Das Nachbarland wirbt mit attraktiven Konditionen um ausländische Investoren. Die Wirtschaftsprüfungsgesellschaft ordnet im Tax & Law Magazine ein, welche Vorteile sich bieten und wo Vorsicht geboten ist.
Während die deutsche Wirtschaft auf der Stelle tritt, boomt es östlich der Oder. Polen verzeichnet Zuwachsraten von über drei Prozent und dürfte dieses Niveau nach Einschätzung des Internationalen Währungsfonds auch in den kommenden Jahren halten. Besonders der Technologiesektor und Dienstleistungszentren internationaler Konzerne florieren. Warschau, Krakau und Breslau haben sich zu Hotspots für Shared Service Centers entwickelt, die Unternehmen bei Finanzen, Personalwesen und IT-Aufgaben unterstützen. EY bescheinigt dem polnischen Fiskus ein verständliches Regelwerk. Der reguläre Körperschaftsteuersatz liegt bei 19 Prozent. Junge Firmen und kleinere Gesellschaften kommen mit 9 Prozent davon.
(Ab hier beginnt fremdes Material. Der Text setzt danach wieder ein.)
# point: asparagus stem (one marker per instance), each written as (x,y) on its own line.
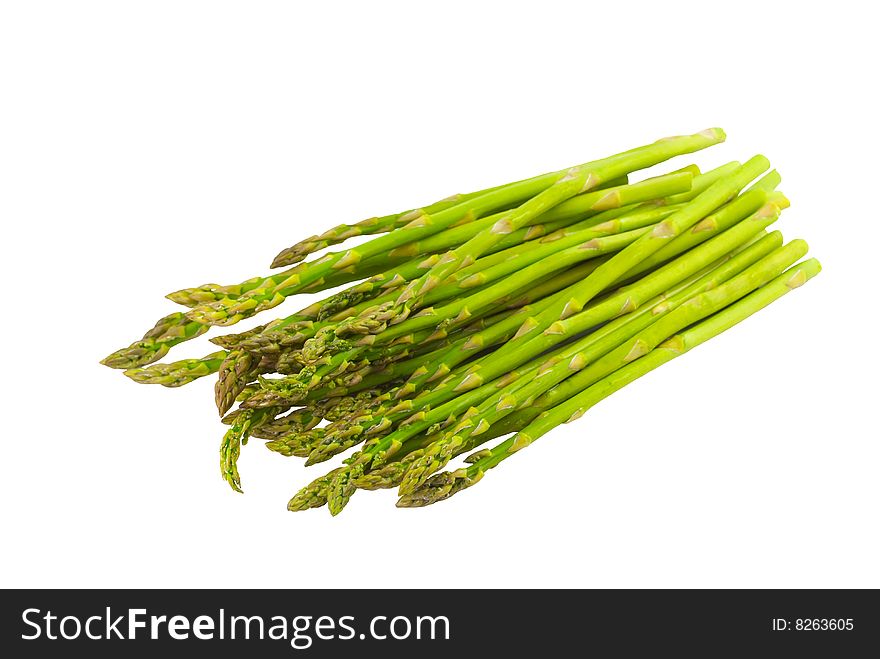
(442,486)
(597,356)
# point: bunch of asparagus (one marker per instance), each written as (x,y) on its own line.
(493,315)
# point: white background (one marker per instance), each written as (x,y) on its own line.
(149,146)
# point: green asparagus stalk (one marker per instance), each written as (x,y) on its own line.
(392,473)
(179,373)
(374,225)
(442,486)
(624,301)
(598,358)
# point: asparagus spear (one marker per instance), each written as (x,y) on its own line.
(374,225)
(391,474)
(596,359)
(442,486)
(179,373)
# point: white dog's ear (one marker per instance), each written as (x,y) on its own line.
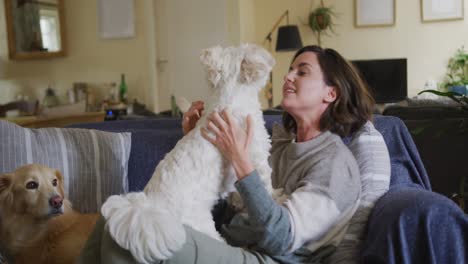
(59,176)
(256,64)
(211,59)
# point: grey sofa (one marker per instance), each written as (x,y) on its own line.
(410,224)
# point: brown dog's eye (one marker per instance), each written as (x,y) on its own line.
(32,185)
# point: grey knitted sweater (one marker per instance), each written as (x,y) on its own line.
(320,178)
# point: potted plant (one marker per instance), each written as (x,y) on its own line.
(321,20)
(455,84)
(456,78)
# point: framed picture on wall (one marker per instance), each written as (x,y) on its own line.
(116,18)
(374,13)
(441,10)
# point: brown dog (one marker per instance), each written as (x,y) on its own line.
(37,225)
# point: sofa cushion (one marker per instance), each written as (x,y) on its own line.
(94,163)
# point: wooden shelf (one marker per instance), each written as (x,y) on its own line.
(59,121)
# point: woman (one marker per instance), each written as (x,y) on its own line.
(323,98)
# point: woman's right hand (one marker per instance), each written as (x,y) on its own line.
(191,117)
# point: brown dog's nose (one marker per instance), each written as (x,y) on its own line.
(56,201)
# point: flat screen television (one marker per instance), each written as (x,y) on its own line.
(387,78)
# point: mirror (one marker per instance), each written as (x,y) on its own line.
(35,29)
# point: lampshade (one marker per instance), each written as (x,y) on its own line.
(2,68)
(288,38)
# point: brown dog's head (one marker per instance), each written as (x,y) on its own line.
(34,189)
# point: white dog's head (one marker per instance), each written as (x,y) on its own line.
(247,64)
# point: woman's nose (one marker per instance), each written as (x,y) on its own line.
(289,77)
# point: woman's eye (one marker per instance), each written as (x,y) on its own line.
(301,73)
(32,185)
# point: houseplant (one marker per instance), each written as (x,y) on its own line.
(321,21)
(455,84)
(456,78)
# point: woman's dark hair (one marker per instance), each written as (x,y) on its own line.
(353,106)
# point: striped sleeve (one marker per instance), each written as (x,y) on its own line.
(371,153)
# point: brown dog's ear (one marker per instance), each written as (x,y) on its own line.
(5,182)
(60,183)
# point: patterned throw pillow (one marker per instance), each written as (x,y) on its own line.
(94,163)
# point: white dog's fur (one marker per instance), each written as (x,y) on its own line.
(193,176)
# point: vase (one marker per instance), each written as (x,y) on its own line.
(459,89)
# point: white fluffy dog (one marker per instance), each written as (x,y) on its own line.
(193,176)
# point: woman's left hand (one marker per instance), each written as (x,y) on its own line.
(231,140)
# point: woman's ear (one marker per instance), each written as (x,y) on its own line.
(330,97)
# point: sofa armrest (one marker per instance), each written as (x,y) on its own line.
(413,225)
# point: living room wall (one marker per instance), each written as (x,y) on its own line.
(89,59)
(427,46)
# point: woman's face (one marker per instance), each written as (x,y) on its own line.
(305,91)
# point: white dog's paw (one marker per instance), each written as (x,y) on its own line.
(236,202)
(143,227)
(279,196)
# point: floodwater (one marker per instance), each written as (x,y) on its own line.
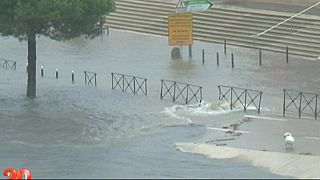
(78,131)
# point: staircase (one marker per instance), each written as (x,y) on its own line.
(301,34)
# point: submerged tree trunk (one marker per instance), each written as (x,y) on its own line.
(31,86)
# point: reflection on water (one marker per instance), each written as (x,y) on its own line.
(71,130)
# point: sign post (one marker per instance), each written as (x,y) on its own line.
(180,29)
(180,23)
(198,5)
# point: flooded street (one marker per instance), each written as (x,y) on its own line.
(79,131)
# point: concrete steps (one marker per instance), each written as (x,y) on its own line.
(302,35)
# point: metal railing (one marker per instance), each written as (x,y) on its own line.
(245,97)
(303,103)
(125,82)
(183,91)
(90,78)
(8,64)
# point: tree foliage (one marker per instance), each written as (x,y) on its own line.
(57,19)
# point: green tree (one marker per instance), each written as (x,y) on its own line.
(57,19)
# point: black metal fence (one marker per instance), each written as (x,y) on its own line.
(90,78)
(133,83)
(8,64)
(303,103)
(244,97)
(183,91)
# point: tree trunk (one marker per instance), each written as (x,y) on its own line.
(31,86)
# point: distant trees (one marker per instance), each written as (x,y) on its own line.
(57,19)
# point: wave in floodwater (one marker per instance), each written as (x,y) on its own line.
(199,109)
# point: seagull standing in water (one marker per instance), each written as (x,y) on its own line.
(288,139)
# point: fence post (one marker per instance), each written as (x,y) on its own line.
(85,77)
(245,100)
(232,60)
(287,54)
(57,75)
(187,94)
(146,87)
(300,105)
(316,108)
(190,51)
(134,84)
(260,57)
(219,93)
(14,65)
(260,102)
(217,58)
(231,99)
(200,94)
(112,80)
(161,88)
(174,91)
(72,76)
(284,102)
(41,71)
(225,47)
(122,82)
(202,56)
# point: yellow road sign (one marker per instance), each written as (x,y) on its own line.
(180,29)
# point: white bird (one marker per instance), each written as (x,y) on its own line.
(288,139)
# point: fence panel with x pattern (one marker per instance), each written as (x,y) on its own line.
(244,97)
(303,103)
(8,64)
(133,83)
(184,92)
(90,78)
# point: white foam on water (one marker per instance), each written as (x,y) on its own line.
(284,164)
(199,109)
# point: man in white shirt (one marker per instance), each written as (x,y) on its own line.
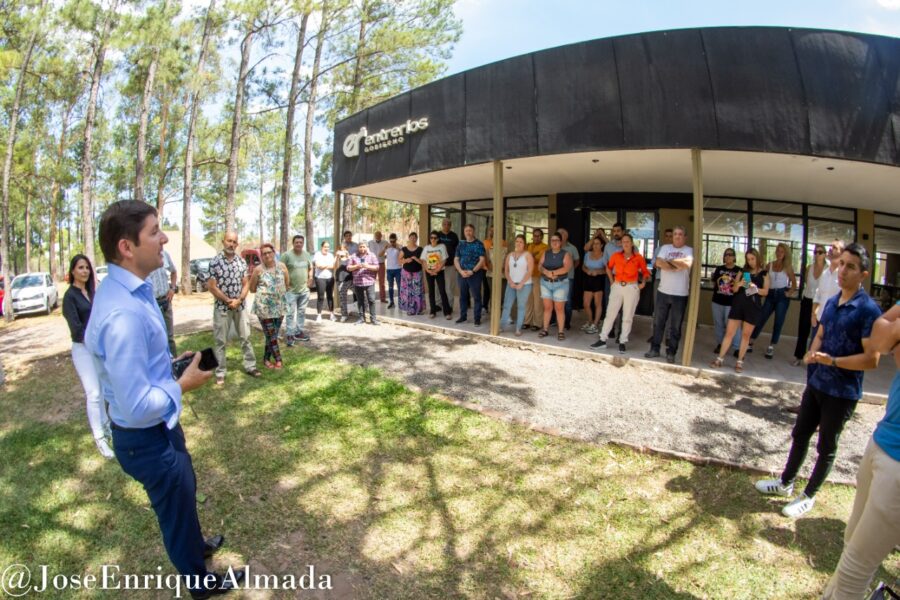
(675,261)
(828,284)
(377,247)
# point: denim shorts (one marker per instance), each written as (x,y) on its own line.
(558,290)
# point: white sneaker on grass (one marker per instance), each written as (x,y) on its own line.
(798,507)
(774,487)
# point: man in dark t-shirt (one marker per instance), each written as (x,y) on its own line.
(449,238)
(723,277)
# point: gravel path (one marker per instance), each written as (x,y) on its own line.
(740,422)
(597,401)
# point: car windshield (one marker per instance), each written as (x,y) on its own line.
(28,281)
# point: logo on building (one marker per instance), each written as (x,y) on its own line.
(385,138)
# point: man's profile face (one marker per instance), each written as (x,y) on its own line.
(229,243)
(850,273)
(148,253)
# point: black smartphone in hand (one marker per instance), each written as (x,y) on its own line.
(208,362)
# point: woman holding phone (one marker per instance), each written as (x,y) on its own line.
(269,282)
(746,307)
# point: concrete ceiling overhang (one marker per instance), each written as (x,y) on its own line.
(757,175)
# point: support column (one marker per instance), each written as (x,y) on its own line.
(497,251)
(335,245)
(690,331)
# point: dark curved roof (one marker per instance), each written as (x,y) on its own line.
(767,89)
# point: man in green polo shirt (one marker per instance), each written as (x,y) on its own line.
(299,267)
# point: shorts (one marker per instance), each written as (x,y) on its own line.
(558,290)
(594,283)
(744,308)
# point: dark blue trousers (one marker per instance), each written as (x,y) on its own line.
(158,458)
(471,285)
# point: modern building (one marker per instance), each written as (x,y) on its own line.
(747,136)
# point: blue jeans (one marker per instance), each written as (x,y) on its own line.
(471,285)
(296,312)
(668,309)
(776,302)
(720,322)
(520,297)
(393,278)
(158,459)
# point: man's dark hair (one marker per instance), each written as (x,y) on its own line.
(860,252)
(122,220)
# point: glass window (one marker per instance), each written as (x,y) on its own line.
(830,213)
(771,230)
(722,230)
(725,204)
(777,208)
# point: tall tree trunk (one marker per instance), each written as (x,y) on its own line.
(289,135)
(5,229)
(141,159)
(161,178)
(54,193)
(87,167)
(307,138)
(189,158)
(231,184)
(28,232)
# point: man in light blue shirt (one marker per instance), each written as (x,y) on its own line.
(127,337)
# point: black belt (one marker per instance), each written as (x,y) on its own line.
(114,425)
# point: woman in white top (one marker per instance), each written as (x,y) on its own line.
(810,285)
(324,265)
(435,255)
(392,267)
(783,285)
(517,269)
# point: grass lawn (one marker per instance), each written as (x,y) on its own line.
(399,495)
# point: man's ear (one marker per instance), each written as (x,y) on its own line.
(125,248)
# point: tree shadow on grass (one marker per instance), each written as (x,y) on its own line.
(396,494)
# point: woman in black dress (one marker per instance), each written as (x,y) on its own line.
(750,287)
(77,303)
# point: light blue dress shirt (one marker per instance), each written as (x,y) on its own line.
(127,337)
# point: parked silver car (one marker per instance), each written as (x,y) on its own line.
(33,293)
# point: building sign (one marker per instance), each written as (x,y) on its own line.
(385,138)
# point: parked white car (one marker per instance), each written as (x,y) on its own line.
(32,293)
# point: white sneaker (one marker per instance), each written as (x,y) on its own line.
(774,487)
(799,506)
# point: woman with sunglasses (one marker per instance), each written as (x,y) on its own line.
(412,290)
(811,284)
(555,266)
(435,256)
(723,280)
(269,282)
(517,270)
(77,304)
Wer Erlöse aus Patenten oder Softwarerechten erzielt, kann unter bestimmten Voraussetzungen auf einen Satz von lediglich 5 Prozent zurückgreifen. Bei der Einkommensteuer stehen progressive Stufen von 12 und 32 Prozent zur Wahl, alternativ existiert für Selbstständige eine pauschale Variante von 19 Prozent.
Unternehmen, die in Forschung und Entwicklung investieren, werden vom polnischen Staat belohnt. Qualifizierte Ausgaben lassen sich doppelt vom steuerpflichtigen Gewinn abziehen, bei Personalkosten sogar dreifach. Ob das Unternehmen selbst Schutzrechte hält, spielt dabei keine Rolle. Die Vergünstigung greift auch bei Softwareentwicklung oder innovativen Dienstleistungen. Selbst rückwirkende Erstattungen für abgeschlossene Geschäftsjahre sind möglich. Das frühere System der Sonderwirtschaftszonen hat Polen 2018 abgeschafft. Seither gilt ein landesweites Fördermodell. Wer bestimmte Investitionssummen erreicht und Arbeitsplätze schafft, profitiert von zeitlich begrenzten Steuerbefreiungen, unabhängig davon, wo im Land er sich niederlässt. Ergänzend existieren Zuschussprogramme, etwa für Maßnahmen zur Steigerung der Energieeffizienz.
Großinvestoren können mit der Finanzverwaltung verbindliche Absprachen treffen. Ab einer Investitionssumme von umgerechnet knapp 12 Millionen Euro garantiert der Staat stabile Bedingungen für bis zu fünf Jahre. Das erspart langwierige Einzelanfragen und reduziert das Risiko böser Überraschungen. EY warnt trotz aller Vorteile vor Sorglosigkeit. Die Dividendenbesteuerung mit ihrem besonderen Erstattungsmechanismus für verbundene Unternehmen erfordere genaue Kenntnis der Regeln. Auch bei der Verlustverrechnung lauern Fallstricke: Umstrukturierungen können dazu führen, dass angesammelte Vorträge vorzeitig verfallen. Wer in Polen investieren will, sollte sich gründlich vorbereiten und fachkundige Begleitung suchen.